For 5-8 players, split into two pools of 3-4, run round-robin within each pool, then take the top two from each into a four-player FFA final. Keeps total runtime under 40 minutes.
Map and rule selection
Triangle Battle has three arena layouts and four hazard settings. For tournament play, we recommend:
- Arena: Symmetric Wedge. The other two layouts have spawn-point asymmetries that cumulate over a long set. Wedge is the only fully mirrored map.
- Hazards: Off for the round-robin, On for the FFA. Hazards spice up the final without polluting head-to-head results with random deaths.
- Best of one per matchup. Best-of-three drags total runtime past 45 minutes and tournament fatigue starts costing players inputs.

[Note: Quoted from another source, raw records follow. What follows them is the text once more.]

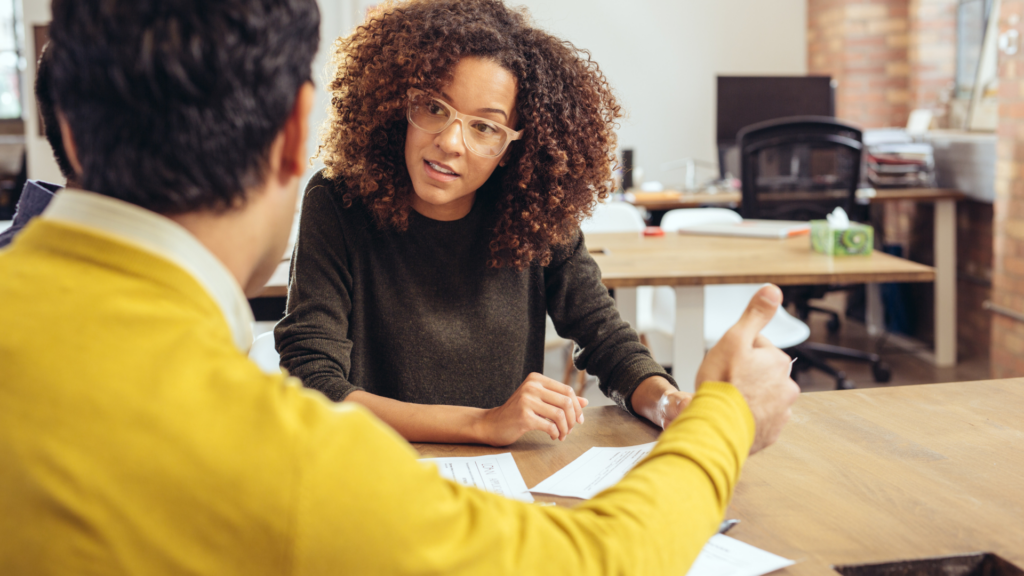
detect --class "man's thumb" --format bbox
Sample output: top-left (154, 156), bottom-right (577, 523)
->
top-left (729, 284), bottom-right (783, 344)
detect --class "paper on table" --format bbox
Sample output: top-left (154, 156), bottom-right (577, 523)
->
top-left (529, 442), bottom-right (656, 499)
top-left (420, 453), bottom-right (534, 503)
top-left (687, 535), bottom-right (794, 576)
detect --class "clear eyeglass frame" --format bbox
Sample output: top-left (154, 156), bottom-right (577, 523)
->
top-left (406, 88), bottom-right (523, 158)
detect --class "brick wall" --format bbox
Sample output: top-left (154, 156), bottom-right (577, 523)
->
top-left (908, 0), bottom-right (958, 120)
top-left (808, 0), bottom-right (911, 128)
top-left (992, 0), bottom-right (1024, 376)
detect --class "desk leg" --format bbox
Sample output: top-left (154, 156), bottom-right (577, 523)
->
top-left (934, 199), bottom-right (957, 367)
top-left (673, 286), bottom-right (705, 394)
top-left (615, 287), bottom-right (638, 329)
top-left (866, 283), bottom-right (884, 336)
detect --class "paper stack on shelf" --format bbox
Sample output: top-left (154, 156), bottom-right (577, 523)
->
top-left (862, 129), bottom-right (935, 188)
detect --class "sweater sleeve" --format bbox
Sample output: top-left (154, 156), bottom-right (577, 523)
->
top-left (289, 381), bottom-right (755, 576)
top-left (274, 174), bottom-right (361, 401)
top-left (545, 230), bottom-right (677, 415)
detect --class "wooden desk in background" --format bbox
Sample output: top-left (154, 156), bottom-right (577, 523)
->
top-left (416, 379), bottom-right (1024, 574)
top-left (629, 188), bottom-right (964, 368)
top-left (587, 233), bottom-right (934, 391)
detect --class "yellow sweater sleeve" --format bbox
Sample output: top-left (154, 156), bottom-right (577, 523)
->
top-left (289, 381), bottom-right (754, 576)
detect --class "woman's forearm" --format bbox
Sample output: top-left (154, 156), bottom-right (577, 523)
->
top-left (346, 390), bottom-right (490, 444)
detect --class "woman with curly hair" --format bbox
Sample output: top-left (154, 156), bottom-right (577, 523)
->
top-left (275, 0), bottom-right (692, 446)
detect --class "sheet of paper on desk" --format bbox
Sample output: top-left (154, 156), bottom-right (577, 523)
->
top-left (687, 535), bottom-right (794, 576)
top-left (529, 442), bottom-right (656, 499)
top-left (419, 453), bottom-right (534, 503)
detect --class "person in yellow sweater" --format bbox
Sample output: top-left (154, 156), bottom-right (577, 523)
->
top-left (0, 0), bottom-right (800, 575)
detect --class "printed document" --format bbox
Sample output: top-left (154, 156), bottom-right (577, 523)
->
top-left (420, 453), bottom-right (534, 503)
top-left (529, 442), bottom-right (656, 499)
top-left (687, 535), bottom-right (795, 576)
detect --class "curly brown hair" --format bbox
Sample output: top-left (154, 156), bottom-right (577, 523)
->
top-left (317, 0), bottom-right (622, 269)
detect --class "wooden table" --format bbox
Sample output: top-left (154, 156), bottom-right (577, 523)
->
top-left (587, 233), bottom-right (934, 391)
top-left (416, 379), bottom-right (1024, 573)
top-left (629, 188), bottom-right (963, 368)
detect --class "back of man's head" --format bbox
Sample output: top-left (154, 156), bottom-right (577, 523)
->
top-left (47, 0), bottom-right (320, 215)
top-left (34, 43), bottom-right (75, 183)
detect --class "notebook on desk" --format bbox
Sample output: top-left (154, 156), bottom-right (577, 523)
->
top-left (677, 220), bottom-right (810, 239)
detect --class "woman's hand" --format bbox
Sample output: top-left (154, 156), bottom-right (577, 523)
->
top-left (476, 373), bottom-right (588, 446)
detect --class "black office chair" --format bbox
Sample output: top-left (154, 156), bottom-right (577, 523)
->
top-left (737, 116), bottom-right (891, 389)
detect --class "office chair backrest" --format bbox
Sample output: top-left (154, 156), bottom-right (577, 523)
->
top-left (738, 116), bottom-right (863, 222)
top-left (580, 201), bottom-right (646, 233)
top-left (660, 208), bottom-right (742, 231)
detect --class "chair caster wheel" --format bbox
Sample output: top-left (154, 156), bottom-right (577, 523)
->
top-left (826, 317), bottom-right (841, 334)
top-left (872, 362), bottom-right (892, 383)
top-left (836, 377), bottom-right (855, 390)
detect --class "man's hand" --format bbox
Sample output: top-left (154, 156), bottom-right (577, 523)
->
top-left (695, 284), bottom-right (800, 454)
top-left (476, 373), bottom-right (588, 446)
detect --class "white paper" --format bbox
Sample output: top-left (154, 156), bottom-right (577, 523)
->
top-left (529, 442), bottom-right (656, 499)
top-left (420, 453), bottom-right (534, 503)
top-left (686, 535), bottom-right (794, 576)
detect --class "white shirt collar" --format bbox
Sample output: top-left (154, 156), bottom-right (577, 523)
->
top-left (42, 189), bottom-right (255, 352)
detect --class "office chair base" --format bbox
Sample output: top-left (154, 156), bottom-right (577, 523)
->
top-left (871, 362), bottom-right (892, 383)
top-left (790, 342), bottom-right (892, 389)
top-left (794, 303), bottom-right (842, 334)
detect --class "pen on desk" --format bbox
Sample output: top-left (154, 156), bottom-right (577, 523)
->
top-left (717, 519), bottom-right (739, 534)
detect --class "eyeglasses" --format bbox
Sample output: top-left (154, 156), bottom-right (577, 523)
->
top-left (407, 89), bottom-right (523, 158)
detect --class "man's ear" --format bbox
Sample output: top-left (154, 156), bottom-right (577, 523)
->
top-left (279, 82), bottom-right (316, 180)
top-left (57, 112), bottom-right (84, 178)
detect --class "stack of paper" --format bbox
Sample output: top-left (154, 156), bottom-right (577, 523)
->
top-left (529, 442), bottom-right (656, 499)
top-left (687, 535), bottom-right (794, 576)
top-left (419, 453), bottom-right (534, 503)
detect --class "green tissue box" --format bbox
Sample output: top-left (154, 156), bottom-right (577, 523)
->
top-left (810, 221), bottom-right (874, 256)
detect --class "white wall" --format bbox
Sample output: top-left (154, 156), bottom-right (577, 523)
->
top-left (514, 0), bottom-right (807, 187)
top-left (20, 0), bottom-right (60, 183)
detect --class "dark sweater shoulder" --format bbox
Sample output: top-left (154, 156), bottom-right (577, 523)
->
top-left (303, 171), bottom-right (372, 225)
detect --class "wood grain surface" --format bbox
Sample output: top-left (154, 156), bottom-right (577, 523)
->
top-left (729, 379), bottom-right (1024, 574)
top-left (414, 379), bottom-right (1024, 573)
top-left (587, 232), bottom-right (935, 287)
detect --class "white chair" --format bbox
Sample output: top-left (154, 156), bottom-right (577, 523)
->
top-left (249, 331), bottom-right (282, 374)
top-left (642, 208), bottom-right (810, 365)
top-left (579, 201), bottom-right (646, 233)
top-left (554, 201), bottom-right (648, 392)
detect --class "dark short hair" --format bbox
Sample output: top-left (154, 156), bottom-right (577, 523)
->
top-left (34, 43), bottom-right (75, 181)
top-left (47, 0), bottom-right (320, 214)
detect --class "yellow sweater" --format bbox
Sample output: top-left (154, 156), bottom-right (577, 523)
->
top-left (0, 220), bottom-right (755, 575)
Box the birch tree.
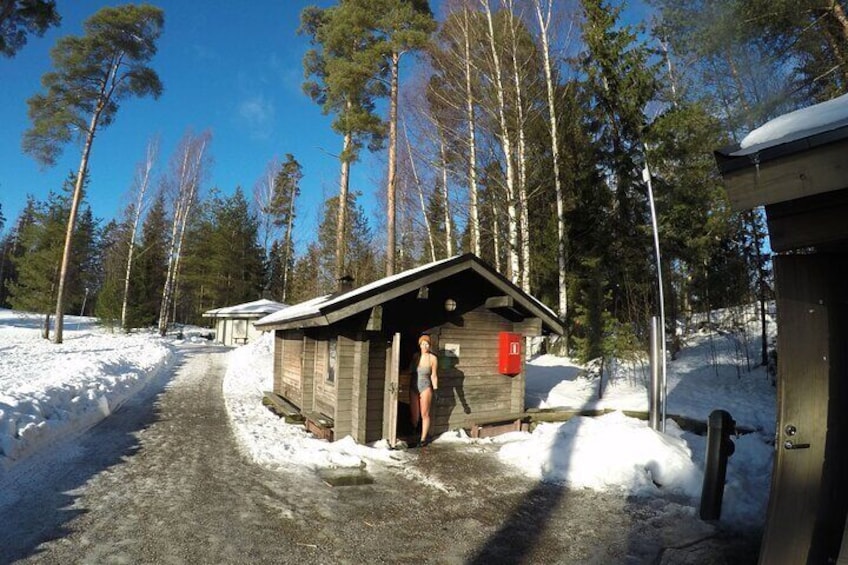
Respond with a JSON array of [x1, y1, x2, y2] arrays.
[[22, 4, 164, 344], [158, 130, 211, 336], [121, 137, 158, 329], [533, 0, 574, 319], [480, 0, 520, 284]]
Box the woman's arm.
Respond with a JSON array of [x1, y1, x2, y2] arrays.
[[430, 353, 438, 390]]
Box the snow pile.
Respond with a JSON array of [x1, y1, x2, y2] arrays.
[[222, 332, 407, 471], [0, 310, 174, 469]]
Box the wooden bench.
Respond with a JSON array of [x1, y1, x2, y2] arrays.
[[469, 412, 528, 439], [233, 336, 248, 345], [261, 391, 304, 424], [304, 411, 334, 441]]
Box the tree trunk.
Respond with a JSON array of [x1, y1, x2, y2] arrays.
[[506, 1, 531, 293], [121, 140, 156, 330], [386, 51, 400, 276], [462, 7, 481, 257], [404, 123, 436, 261], [534, 0, 568, 320], [282, 183, 296, 303], [482, 0, 519, 283], [829, 0, 848, 42], [439, 135, 453, 257], [336, 129, 352, 282], [54, 108, 100, 344]]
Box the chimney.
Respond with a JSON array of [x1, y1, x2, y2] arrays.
[[338, 275, 354, 293]]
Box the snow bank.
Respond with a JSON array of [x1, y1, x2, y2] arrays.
[[0, 310, 174, 469]]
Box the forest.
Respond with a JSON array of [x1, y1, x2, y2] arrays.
[[0, 0, 846, 360]]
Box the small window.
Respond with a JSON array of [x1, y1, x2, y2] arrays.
[[327, 337, 337, 383]]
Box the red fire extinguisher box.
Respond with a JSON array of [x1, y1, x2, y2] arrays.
[[498, 332, 522, 375]]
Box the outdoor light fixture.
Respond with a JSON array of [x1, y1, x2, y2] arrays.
[[417, 286, 429, 299], [444, 298, 457, 312]]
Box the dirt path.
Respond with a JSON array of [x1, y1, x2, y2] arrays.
[[0, 345, 760, 564]]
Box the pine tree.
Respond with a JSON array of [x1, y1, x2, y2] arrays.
[[22, 4, 164, 343], [181, 187, 265, 323], [0, 0, 60, 57], [577, 0, 659, 353], [300, 2, 386, 282]]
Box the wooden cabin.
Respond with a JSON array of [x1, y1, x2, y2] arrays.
[[254, 253, 563, 446], [202, 298, 287, 346], [714, 93, 848, 564]]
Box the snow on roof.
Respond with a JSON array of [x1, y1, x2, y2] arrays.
[[255, 254, 561, 330], [256, 255, 458, 327], [203, 298, 287, 318], [735, 92, 848, 154]]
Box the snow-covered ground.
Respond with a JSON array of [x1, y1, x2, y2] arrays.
[[0, 306, 776, 528]]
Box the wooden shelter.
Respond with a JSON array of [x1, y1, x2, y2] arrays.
[[715, 94, 848, 564], [254, 253, 563, 446], [202, 298, 287, 346]]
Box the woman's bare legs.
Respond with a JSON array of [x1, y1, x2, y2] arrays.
[[410, 389, 420, 432], [419, 387, 433, 443]]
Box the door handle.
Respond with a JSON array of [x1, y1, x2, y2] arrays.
[[784, 441, 811, 450]]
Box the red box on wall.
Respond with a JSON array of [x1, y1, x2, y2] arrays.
[[498, 332, 522, 375]]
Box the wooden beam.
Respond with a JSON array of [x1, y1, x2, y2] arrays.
[[365, 305, 382, 331], [485, 295, 513, 309], [722, 139, 848, 211], [766, 189, 848, 252]]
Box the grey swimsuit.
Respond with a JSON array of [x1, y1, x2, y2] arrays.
[[413, 358, 433, 393]]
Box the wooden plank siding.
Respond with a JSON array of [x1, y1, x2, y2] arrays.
[[312, 338, 335, 418], [367, 335, 388, 443], [333, 335, 356, 439], [301, 336, 316, 414], [433, 308, 525, 434], [350, 337, 370, 443], [276, 330, 304, 408]]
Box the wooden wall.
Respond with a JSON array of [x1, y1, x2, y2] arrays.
[[366, 335, 388, 443], [275, 330, 304, 408], [312, 336, 335, 417], [432, 308, 524, 434]]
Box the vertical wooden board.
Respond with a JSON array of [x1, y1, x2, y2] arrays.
[[302, 336, 316, 412], [333, 335, 354, 439], [273, 331, 283, 394], [382, 333, 400, 446], [351, 337, 370, 443], [760, 255, 830, 564], [366, 337, 387, 443]]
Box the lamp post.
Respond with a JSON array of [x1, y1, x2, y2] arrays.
[[643, 151, 667, 433]]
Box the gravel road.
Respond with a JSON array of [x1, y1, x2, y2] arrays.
[[0, 344, 761, 564]]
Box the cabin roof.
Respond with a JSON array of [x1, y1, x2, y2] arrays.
[[714, 93, 848, 211], [202, 298, 288, 319], [254, 253, 563, 335]]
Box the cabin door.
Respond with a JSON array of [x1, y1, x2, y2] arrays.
[[761, 254, 848, 564], [382, 332, 401, 447]]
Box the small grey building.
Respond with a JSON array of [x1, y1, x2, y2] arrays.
[[254, 253, 563, 446], [202, 298, 287, 346]]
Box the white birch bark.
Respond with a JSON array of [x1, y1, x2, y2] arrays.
[[481, 0, 520, 284], [403, 123, 437, 262], [121, 137, 157, 329], [439, 134, 454, 257], [158, 132, 208, 336], [534, 0, 568, 319], [461, 7, 481, 257], [504, 0, 531, 292]]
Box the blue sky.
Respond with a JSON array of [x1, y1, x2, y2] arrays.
[[0, 0, 383, 253], [1, 1, 653, 253]]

Common arguments and how to pre-empt them
"They got the better starting position." Coin-flip starting positions before each round. We use a physical coin because it ends arguments faster than a digital one.
"My key didn't register." The N-key rollover keyboard solves this almost entirely. If a key truly didn't register and you can demonstrate it by replaying the input, replay the round. Use this rule sparingly or it gets abused.
"Final FFA isn't fair to the leader." The 5/3/2/1 weighting means the round-robin leader is favoured but not guaranteed. We've kept the format because the tension is the point — close finishes happen most when the late game can still flip the standings.